Every nine weeks or so (I think it's that often - I can't remember without digging out a calendar) the school and PTO host a family NASA night. It's a chance for the kids to bring their families to school to eat dinner, participate in a whole host of cool activities, skype with astronauts, and get general school updates.
The 'NASA night' comes from the school's heavy involvement with NASA - since it's a NASA explorer school and all. The theme this past family night had to do with the science behind winter. Think the symmetry of snowflakes, different types of ice and temperature, that sort of thing.
Following dinner, Emma took off with Anna and James (and their friends) to crawl through the mobile star lab and create some snowman art while Jack and I took the opportunity to sit in on the Skype session with the NASA folks in Pasadena who are working on the Mars Curiosity project.

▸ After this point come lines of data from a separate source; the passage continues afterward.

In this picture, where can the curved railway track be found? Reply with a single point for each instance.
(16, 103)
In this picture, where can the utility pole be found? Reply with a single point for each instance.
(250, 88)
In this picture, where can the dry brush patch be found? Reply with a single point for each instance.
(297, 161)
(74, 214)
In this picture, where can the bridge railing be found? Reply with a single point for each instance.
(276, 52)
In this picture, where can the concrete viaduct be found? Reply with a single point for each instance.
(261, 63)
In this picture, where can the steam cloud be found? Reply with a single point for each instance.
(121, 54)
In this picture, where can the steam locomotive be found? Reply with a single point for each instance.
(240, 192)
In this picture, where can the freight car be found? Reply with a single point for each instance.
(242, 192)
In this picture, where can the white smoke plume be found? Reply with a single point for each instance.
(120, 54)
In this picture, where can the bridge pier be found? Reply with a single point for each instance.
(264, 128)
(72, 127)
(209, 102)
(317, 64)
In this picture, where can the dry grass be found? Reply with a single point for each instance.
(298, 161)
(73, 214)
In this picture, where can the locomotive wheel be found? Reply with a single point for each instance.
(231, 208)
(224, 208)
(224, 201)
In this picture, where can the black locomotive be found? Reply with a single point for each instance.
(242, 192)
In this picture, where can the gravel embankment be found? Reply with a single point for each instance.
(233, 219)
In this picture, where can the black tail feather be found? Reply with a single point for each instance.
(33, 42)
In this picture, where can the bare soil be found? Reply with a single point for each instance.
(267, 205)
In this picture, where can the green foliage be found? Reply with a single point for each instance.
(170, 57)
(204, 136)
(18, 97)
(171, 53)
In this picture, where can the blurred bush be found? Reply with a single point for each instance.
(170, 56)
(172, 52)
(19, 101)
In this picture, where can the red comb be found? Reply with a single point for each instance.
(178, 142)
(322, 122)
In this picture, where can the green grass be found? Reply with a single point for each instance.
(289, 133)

Not only did we learn all about the latest happenings of the Mars rover, but we also got to see some cool footage of the drill getting ready to auger into the crust of Mars. (The astronaut guy we were talking to said we were the first to see the images - I'm not sure if I believe him - but whatever - it sounds cool, right?)
Then question and answers - to which my three-year old asked 'how do you fly?' - and was given a great answer (including unplanned short video) of how Curiosity got to Mars from Earth. How cool is that?
We eventually caught up with the other kids - James in the second grade hall where they were experimenting with candy - and given the chance to prove (or disprove) the old wives tale 'does your stomach explode if you drink soda after eating pop rocks?'
James was a little skeptical at first - but he's not one to back down from a challenge - especially one that involves candy ...
... so he sipped his soda - then sprinkled in his pop rocks ...
... and waited to see the reaction ...
... which was priceless.
(Jack refused to even consider trying - and whenever we asked him if he was interested he clamped his hand over his mouth and ran the other direction.)
Moving on - we ended up in the fourth grade hall to learn about the different temperatures of different kinds of 'ice' - dry ice vs. ice from water.
Especially when they got to learn about the temperatures of ice - and how it is actually colder when salt is added - kind of like when you make old-school, old-fashioned ice cream.
Which they did - by shaking a bag of ice cream mix inside a bag of ice + rock salt.
Walking through the Second Grade hall again, I paused to take this picture of Anna's thoughts on technology:
Yeah. I'm a proud mama.
But my heart really wanted to burst when I was stopped on multiple occasions, by multiple teachers (many of whom I do not know or recognize) to ask 'are you the Long children's mother? We LOVE your children. Just LOVE them. They are so well behaved and so much fun to have in class!'
Guess some of that parenting is actually sinking in - despite having to do my Mommie Dearest impression.
All in all a fabulous night. And certainly one of those things I'm really going to miss if we ever move to Virginia and have to leave this little school we call home.